Il governatore aggiunge di aver chiesto l'opinione del vescovo di Modena, Egidio Foscarari, che sembra sia stato tenuto all'oscuro di questa azione. Aveva, in passato, avuto notizia delle accuse ma "ragionando lui con uno delli nominati nello examine, non ne trovò fondamento".

Le molte lettere su questo affare del Duca al vescovo d'Anglone Giulio de' Grandi suo Ministro in Roma [...] ci fan conoscere, che quell'ottimo Principe adoperò ogni mezzo, perchè non si destasse troppo gran fuoco, e perchè non si pubblicassero le citazioni contro coloro, che erano specialmente accusati [...].

Ma alla fine il papa Paolo IV "pressò il Duca medesimo a far pubblicare le citazioni", che riguardavano tre rappresentanti di importanti famiglie della città (Lodovico Castelvetro, Filippo e Bonifacio Valentini) e Antonio Gadaldini, "Stampatore e Librajo".

Consentì finalmente il Duca alle istanze del Papa & a' 6. di Luglio scrisse al Governatore di Modena ordinandogli, che pubblicasse le citazioni [...].

Il 17 luglio 1556 i Conservatori della città scrivono al duca manifestando la loro preoccupazione per questa azione intrapresa direttamente da Roma ("la qual cosa, quando dovesse procedere saria per portare molto danno a questa Città"). Si dicono spaventati dall'accusa di "heresia", che non solo "torna a qualche infamia della Città", ma rischia anche di creare problemi in una Modena che, prima di questi guai, "si truova quietissima". Aggiungono una difesa degli accusati: "persone virtuose, e non tali, che debbano esser dishonorati a questo modo".

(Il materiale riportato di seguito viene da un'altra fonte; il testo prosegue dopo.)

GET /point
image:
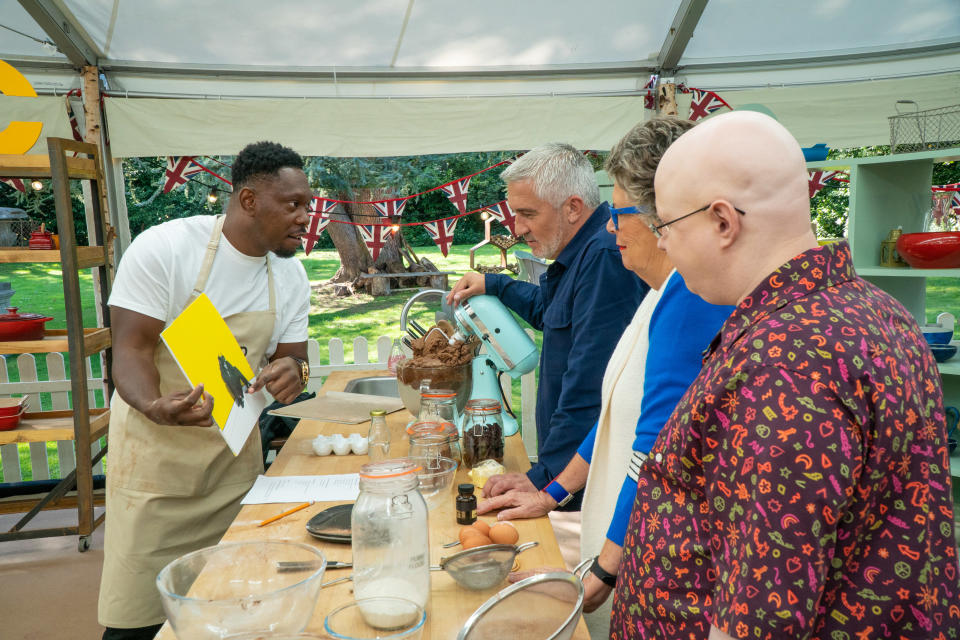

Un altro messaggio dello stesso tenore è indirizzato al duca dal nuovo governatore di Modena Ercole Contrario il 16 luglio, e un secondo dei Conservatori il 24 luglio. Il duca, a sua volta, scrive al suo ministro a Roma perché informi il papa che le citazioni erano state affisse come chiedeva, ma, nello stesso tempo, perché cerchi di convincerlo a sospendere il procedimento, "o almeno perchè la causa de' quattro citati si trattasse entro lo Stato, e non fosser essi costretti ad andarsene a Roma".

Il Duca per dar pure al Pontefice qualche soddisfazione nell'Ottobre dell'anno stesso [il 1556] fece chiudere in carcere lo Stampatore Gadaldino, e ne diede avviso con sua lettera de' 31. del detto mese al Vescovo d'Anglone, aggiungendo ch'ei dubitava che il Gadaldino per la decrepita sua età non potesse esser trasportato a Bologna; che nondimeno, quando S.S. così ordinasse, ve l'avrebbe fatto condurre; ma che pregasse caldamente il Pontefice, che poichè le cose della Religione, anche per testimonianza del Vescovo, erano allora tranquille in Modena, si degnasse di non molestare alcun altro [...]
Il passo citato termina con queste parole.